HtmlUnit / htmlunit-neko

HtmlUnit adaptation of NekoHtml
Apache License 2.0
17 stars 15 forks source link

StandardEncodingTranslator: Fix big5, euc-kr, koi8-u, etc regressions #111

Closed atnak closed 6 months ago

atnak commented 6 months ago

This PR does the following

This PR firstly attempts to fix regressions introduced in #110 by restoring these encodings:

Encoding Cause
windows-874 Was not supported in EncodingMap.fIANA2JavaMap
koi8-u Was not supported in EncodingMap.fIANA2JavaMap
big5 Adjusted form big5-hkscs was not supported in EncodingMap.fIANA2JavaMap
euc-kr Adjusted form windows-949 was not supported in EncodingMap.fIANA2JavaMap
x-user-defined Was not supported in EncodingMap.fIANA2JavaMap (obviously)

To do this, this PR removes the troublesome dependency on EncodingMap.fIANA2JavaMap and internally defines IANA_TO_JAVA_ENCODINGS.

In doing so, this PR also adds support to these encodings and labels that were not previously supported.

Encoding Labels
macintosh csmacintosh, mac, x-mac-roman
x-mac-cyrillic x-mac-ukrainian

Finally, this PR attempts to fix parts of HTMLScanner that will be confused by StandardEncodingTranslator.encodingNameFromLabel() returning a non-null value which is not a valid Java encoding. **

** With the exception of "replacement", see following heading.
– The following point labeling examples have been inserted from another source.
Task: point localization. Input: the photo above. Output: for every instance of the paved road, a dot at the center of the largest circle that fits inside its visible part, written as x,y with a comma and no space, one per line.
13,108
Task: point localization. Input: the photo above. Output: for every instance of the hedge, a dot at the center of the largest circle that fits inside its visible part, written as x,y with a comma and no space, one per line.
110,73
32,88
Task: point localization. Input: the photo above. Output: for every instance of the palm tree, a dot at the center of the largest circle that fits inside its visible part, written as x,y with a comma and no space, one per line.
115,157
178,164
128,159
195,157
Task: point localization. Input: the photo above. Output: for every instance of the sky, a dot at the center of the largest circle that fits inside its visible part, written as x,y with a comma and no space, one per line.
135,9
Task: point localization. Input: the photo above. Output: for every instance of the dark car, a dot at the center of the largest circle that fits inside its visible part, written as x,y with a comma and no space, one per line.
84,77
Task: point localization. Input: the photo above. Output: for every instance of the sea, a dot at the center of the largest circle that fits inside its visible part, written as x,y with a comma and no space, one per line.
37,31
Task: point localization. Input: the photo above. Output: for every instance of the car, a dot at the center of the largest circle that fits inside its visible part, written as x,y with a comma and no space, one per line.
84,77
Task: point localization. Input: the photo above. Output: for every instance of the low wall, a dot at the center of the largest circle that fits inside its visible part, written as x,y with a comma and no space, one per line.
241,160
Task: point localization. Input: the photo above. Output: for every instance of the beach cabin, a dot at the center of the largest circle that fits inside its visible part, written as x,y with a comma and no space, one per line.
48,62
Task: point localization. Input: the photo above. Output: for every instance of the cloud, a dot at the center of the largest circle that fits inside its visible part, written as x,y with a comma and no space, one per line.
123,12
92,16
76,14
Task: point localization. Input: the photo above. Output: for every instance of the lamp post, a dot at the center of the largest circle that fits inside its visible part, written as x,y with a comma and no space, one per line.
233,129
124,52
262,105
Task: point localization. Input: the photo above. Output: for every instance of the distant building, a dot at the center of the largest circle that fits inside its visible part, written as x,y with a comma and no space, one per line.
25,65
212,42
This PR does not do the following

The following appears to be an issue but I didn't attempt to fix this due to limited knowledge:

The word "replacement" can make its way[1] into HTMLScanner.fJavaEncoding even though this field seems to be used as a sanitised source[2]. I don't know how to fix this or what we want to do with "replacement" so I simply let it through[3] in this PR.

[1] https://github.com/HtmlUnit/htmlunit-neko/blob/76bb1d16575d02f443c037aa54ecc7395d91b7f2/src/main/java/org/htmlunit/cyberneko/HTMLScanner.java#L3019 [2] https://github.com/HtmlUnit/htmlunit-neko/blob/76bb1d16575d02f443c037aa54ecc7395d91b7f2/src/main/java/org/htmlunit/cyberneko/HTMLScanner.java#L528-L531 [3] https://github.com/HtmlUnit/htmlunit-neko/pull/111/files#diff-c0ef5d78bafd2e2d032b106fd0ca50086966f97030bd6b6f4403d8f5ebe39f87R3011

rbri commented 6 months ago

Will have a look, maybe you can provide sample html files for the encodings like the one already added...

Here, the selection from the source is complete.